A destare ulteriore preoccupazione è il profilo societario del proponente: una realtà con capitale sociale di appena 2.500 euro, e senza un bilancio consolidato alle spalle, chiamata a gestire un’operazione dal valore stimato superiore ai 250 milioni di euro. Le relazioni tecniche, inoltre, risultano incomplete: mancano dati anemometrici fondamentali, studi aggiornati sugli impatti paesaggistici, e valutazioni approfondite sugli effetti sulla salute e sulla sicurezza.
Il no della Regione Toscana
A rafforzare le istanze del territorio, interviene anche la Regione Toscana, che in data 9 aprile ha espresso parere negativo per uno dei due progetti, evidenziando una lunga serie di criticità ambientali, paesaggistiche e socioeconomiche. Nella documentazione regionale si evidenziano:
- Impatti pesanti sul patrimonio paesaggistico e culturale;
- Rischi per la fauna, le risorse idriche e le rotte migratorie;
- Conseguenze negative sull’economia turistica e sull’identità agricola dell’area.
Il presidente Eugenio Giani, pur ribadendo il sostegno della Toscana alla transizione energetica, ha sottolineato la necessità di una pianificazione attenta e compatibile con il territorio.
Sindaci e comunità in allerta
Contro i progetti si sono schierate anche le amministrazioni comunali di Scansano, Magliano, Manciano, Pitigliano e Sorano. Tutti i sindaci hanno espresso una ferma contrarietà all’industrializzazione delle colline maremmane, appellandosi al rispetto per un paesaggio che rappresenta non solo una ricchezza culturale, ma anche la base dell’economia locale, fondata su agricoltura, vitivinicoltura e turismo lento.
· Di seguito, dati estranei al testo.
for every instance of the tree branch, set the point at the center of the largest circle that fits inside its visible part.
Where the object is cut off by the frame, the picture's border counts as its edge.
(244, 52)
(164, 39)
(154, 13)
A Magliano è stata convocata un’assemblea pubblica con esperti e rappresentanti delle categorie economiche per analizzare i rischi legati ai progetti. L’evento ha raccolto un’ampia partecipazione, segno di un territorio vigile e coeso.
Una decisione attesa a livello ministeriale
Il legale incaricato, l’avvocato Michele Greco – già vincitore in Consiglio di Stato contro un analogo progetto a Roccalbegna – ha depositato due memorie dettagliate, chiedendo al MASE di chiudere i procedimenti con un diniego definitivo.
La questione, ora, è nelle mani del Ministero, chiamato a pronunciarsi su un intervento che potrebbe ridefinire il volto di un’ampia porzione della Maremma toscana. La posta in gioco è alta: non solo energia, ma il futuro stesso del paesaggio.